You will no longer travel: you will be “exporting the border”, argues the company. It is “movement” that “defines the checkpoint — not the other way around”, wrote Carl Gohringer, Paravision’s Vice President of Global Public Sector Business Development. This, the industry suggests, is what will get public opinion on board the Biometrics-on-the-Move-Train. After all, what distinguishes total, invisible and instantaneous border controls from their absence?

The difference matters only insofar as human rights enter the picture. Even considering the strong commitment to human rights reiterated in all EU-funded projects, evidence of effective mitigation measures and democratic safeguards is lacking.

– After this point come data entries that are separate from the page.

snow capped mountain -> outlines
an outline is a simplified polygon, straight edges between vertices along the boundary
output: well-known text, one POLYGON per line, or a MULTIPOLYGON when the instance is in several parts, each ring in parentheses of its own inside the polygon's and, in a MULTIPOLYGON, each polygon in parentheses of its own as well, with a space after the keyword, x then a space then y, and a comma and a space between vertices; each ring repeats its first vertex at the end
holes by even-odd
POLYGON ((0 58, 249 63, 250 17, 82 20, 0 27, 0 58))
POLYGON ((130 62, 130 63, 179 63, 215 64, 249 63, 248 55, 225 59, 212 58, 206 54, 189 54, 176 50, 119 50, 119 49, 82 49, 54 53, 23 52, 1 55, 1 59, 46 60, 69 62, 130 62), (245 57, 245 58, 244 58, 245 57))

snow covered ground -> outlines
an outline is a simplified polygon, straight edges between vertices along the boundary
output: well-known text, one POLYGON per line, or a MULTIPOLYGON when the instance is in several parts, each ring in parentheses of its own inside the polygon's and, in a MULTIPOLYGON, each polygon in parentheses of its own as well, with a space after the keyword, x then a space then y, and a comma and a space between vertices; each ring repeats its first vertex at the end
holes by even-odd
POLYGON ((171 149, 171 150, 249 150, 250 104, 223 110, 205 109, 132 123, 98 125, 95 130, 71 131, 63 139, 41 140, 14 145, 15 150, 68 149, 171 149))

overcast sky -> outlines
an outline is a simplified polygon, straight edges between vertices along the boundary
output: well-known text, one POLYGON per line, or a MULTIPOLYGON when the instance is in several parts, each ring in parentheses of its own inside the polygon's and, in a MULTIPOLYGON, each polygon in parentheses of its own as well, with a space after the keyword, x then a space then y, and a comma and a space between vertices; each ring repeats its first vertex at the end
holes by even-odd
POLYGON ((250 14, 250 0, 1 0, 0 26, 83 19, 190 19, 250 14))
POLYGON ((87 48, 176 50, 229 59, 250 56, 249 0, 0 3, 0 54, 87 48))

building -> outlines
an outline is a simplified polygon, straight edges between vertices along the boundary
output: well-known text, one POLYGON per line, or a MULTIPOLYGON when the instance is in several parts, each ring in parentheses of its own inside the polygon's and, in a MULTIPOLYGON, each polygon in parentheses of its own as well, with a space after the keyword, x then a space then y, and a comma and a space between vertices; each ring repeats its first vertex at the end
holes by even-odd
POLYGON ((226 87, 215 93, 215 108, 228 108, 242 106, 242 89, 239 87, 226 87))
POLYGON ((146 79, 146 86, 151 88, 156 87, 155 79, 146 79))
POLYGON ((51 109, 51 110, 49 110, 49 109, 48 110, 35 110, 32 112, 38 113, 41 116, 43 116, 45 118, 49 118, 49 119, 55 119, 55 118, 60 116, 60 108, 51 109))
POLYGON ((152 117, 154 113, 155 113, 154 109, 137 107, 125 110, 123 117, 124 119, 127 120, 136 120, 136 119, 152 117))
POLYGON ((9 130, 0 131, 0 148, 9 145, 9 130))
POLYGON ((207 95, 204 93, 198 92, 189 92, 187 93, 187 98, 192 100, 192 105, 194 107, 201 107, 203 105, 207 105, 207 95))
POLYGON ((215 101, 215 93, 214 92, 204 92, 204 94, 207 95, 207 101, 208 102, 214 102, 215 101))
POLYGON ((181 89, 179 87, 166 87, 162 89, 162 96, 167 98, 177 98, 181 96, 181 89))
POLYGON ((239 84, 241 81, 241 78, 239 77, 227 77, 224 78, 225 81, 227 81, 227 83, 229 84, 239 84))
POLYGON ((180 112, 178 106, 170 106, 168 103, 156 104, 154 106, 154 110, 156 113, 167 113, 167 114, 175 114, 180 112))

In fact, “Projects like these are more of the same expensive, resource-depleting techno-solutionist fantasies that the EU has been pursuing for years”, former Statewatch director Chris Jones told AlgorithmWatch, “pursuing a form of security that is focused on tracking, monitoring and measuring people and their movements, rather than providing the things people need for meaningful security: healthcare, welfare, education.”

When the border becomes a “moment of movement”, every moment becomes a checkpoint. That's not freedom of movement — it is its opposite. Because a border that follows you everywhere has not disappeared. It becomes a border you cannot escape.